Même si l’objet de l’industrie minière demeure inchangé, sa vocation quant à elle, a évolué. Elle est passée de la contribution à la richesse des nations à la lutte contre la pauvreté. Dès lors, l’atténuation ou même l’éradication des contestations des projets miniers, passe nécessairement par uneautonomisation avant-gardiste des populations locales riveraines des projets miniers.
L’autonomisation des « contestataires des projets miniers » repose sur deux dimensions : une dimension préventive et une dimension curative. Les deux concourent à la mise en œuvre du développement humain durable local dont les piliers sont : l’environnement, l’économie, le social et le culturel.
La dimension préventive de l’autonomisation des populations locales, repose sur les principes de prévention et de précaution qui imposent d’évaluer les impacts environnementaux et sociaux des projets miniers, avant leur démarrage. Elle amplifie ainsi la nouvelle gouvernance de l’industrie minière qui commande aux acteurs traditionnels que sont l’Etat et les Entreprises minières de réaliser toujours un compromis avec les populations locales, qui soit effectivement assorti de possibilités de suivi et d’évaluation de sa mise en œuvre par des organismes indépendants, avant, pendant et après l’exploitation minière.

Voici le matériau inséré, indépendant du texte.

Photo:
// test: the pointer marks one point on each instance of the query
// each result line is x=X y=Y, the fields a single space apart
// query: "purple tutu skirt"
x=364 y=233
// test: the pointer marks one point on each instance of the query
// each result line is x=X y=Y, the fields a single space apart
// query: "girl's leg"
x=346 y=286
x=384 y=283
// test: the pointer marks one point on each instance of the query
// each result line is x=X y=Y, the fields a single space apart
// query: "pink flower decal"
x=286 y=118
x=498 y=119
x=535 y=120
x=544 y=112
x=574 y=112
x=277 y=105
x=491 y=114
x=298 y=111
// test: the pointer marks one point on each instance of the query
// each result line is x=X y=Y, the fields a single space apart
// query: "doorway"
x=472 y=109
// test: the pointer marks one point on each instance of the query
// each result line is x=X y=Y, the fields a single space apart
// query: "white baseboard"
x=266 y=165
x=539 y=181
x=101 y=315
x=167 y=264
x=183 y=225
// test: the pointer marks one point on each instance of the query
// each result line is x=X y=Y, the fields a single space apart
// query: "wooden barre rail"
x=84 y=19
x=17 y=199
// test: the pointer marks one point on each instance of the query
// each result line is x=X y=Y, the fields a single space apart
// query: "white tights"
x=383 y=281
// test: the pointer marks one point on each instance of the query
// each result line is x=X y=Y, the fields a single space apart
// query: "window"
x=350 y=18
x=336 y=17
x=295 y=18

La dimension curative quant à elle, prend en compte le suivi environnemental effectif de la zone affectée par le projet minier, à la satisfaction de toutes les parties prenantes dont la composante faible est représentée par les populations locales riveraines des projets miniers, pendant et après l’exploitation des mines, afin qu’à la moindre alerte, les réparations soient proportionnelles aux coûts d’opportunité du projet. N’oublions pas que les effets de la mine sur la population ne s’arrêtent pas, quand prend fin l’exploitation minière.

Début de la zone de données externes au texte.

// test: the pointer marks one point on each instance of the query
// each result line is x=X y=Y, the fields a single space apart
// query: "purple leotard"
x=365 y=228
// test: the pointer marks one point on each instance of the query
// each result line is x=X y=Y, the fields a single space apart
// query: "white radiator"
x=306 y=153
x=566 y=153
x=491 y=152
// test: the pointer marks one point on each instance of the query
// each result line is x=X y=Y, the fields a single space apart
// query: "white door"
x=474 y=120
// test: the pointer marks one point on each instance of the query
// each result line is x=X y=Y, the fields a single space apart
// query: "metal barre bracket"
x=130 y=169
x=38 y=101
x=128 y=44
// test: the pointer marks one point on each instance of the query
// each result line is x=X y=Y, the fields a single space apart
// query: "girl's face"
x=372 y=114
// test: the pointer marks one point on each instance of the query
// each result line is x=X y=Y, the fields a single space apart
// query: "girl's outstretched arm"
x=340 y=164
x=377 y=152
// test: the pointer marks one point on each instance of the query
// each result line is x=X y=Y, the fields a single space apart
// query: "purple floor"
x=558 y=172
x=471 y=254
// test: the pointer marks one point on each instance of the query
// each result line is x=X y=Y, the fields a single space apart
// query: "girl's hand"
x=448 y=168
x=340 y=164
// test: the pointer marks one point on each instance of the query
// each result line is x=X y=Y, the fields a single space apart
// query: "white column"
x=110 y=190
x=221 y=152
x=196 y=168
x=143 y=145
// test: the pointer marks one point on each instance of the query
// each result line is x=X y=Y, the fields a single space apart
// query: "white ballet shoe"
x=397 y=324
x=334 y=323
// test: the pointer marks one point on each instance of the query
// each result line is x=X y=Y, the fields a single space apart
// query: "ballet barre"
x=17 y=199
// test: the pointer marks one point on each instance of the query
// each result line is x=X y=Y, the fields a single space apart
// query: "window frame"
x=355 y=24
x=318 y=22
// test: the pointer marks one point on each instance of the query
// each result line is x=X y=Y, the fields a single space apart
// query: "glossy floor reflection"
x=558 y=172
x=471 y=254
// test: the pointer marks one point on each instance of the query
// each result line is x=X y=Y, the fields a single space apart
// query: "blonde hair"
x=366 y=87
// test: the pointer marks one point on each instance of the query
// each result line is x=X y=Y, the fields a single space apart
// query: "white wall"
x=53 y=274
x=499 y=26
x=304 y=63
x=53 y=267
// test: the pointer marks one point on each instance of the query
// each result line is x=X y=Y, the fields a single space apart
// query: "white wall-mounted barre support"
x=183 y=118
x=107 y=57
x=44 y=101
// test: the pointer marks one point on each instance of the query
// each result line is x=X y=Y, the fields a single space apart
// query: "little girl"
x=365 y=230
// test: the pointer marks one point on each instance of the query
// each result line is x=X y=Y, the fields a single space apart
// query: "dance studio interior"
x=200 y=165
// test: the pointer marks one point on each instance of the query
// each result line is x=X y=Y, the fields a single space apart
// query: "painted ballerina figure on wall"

Ainsi, reconnaître aux populations locales riveraines des projets miniers, le droit à un développement humain durable, est devenue plus une nécessité qu’un simple effet de mode ou d’annonce. C’est bel et bien une des grandes tendances de l’industrie minière au XXIe siècle, que la Côte d’Ivoire doit obligatoirement expérimenter, surtout au moment où l’explosion des nouveaux droits humains ne met aucun Etat à l’abri de poursuites judiciaires par quiconque, citoyen ivoirien ou non, estimerait que les projets miniers violent les droits des populations locales, et surtout au moment où un nouveau Code minier tourné cette fois vers la production, donc vers l’exposition de nos populations locales riveraines des projets miniers aux coûts environnementaux et sociaux inévitables va accompagner et encadrer cette volonté politique.
VI. Conclusion
L’exploitation minière est une activité peu vertueuse en matière de respect des droits de l’homme et de la protection de l’environnement. La mine expose les populations riveraines des projets à de réels risques qui peuvent aller jusqu’à attenter aux bases mêmes de leur existence. Dans ces conditions, la question que pose la contestation des projets miniers dans notre pays, est surtout « l’acceptabilité des risques » de ces projets. En d’autres termes, jusqu’à quand une communauté peut-elle accepter de faire des sacrifices pour que les ressources minières dans le sous-sol se transforment en richesse locale, nationale et internationale ?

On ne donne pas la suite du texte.